China's top diplomat warned Sunday that any steps towards Taiwan's independence would be "harshly punished" after the self-ruled island defied Beijing's warnings and chose pro-sovereignty candidate Lai Ching-te as president.
Voters on the island spurned Beijing's repeated calls not to vote for Lai, delivering a comfortable victory for a man China's ruling Communist Party sees as a dangerous separatist.
Beijing, which claims Taiwan as its territory and has never renounced force to bring it under its control, responded to Lai's victory by saying it would not change the "inevitable trend of China's reunification".

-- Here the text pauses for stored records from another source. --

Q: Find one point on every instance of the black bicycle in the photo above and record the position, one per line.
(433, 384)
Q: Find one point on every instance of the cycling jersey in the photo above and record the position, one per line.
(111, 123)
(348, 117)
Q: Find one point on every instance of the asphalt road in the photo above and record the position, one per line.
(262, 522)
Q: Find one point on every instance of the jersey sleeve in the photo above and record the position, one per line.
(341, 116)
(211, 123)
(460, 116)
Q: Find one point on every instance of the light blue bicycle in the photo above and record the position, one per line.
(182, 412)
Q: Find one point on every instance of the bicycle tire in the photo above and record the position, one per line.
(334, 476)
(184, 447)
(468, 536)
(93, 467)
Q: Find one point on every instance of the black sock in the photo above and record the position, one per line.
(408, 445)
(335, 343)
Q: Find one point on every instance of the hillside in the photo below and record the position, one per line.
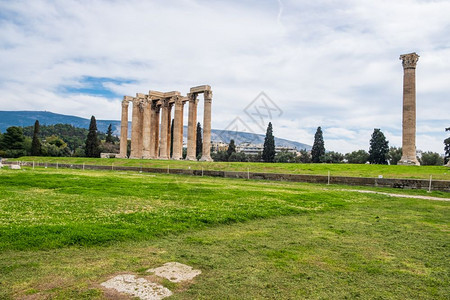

"If anyone on the island of Taiwan thinks of going for independence, they will be trying to split apart China's territory, and will certainly be harshly punished by both history and the law," Wang Yi said in a joint press conference with his Egyptian counterpart Sameh Shoukry in Cairo.
"This is a dead end," he added.
"No matter what the results of the election are, they cannot change the basic fact that there is only one China and Taiwan is a part of it," Wang said Sunday.
"Taiwan has never been a country. It wasn't in the past, and it certainly won't be in the future," he added.
Efforts to that end, Wang warned, "seriously threatens the well-being of Taiwan compatriots, seriously harms the fundamental interests of the Chinese nation, and seriously jeopardises peace and stability in the Taiwan Strait region".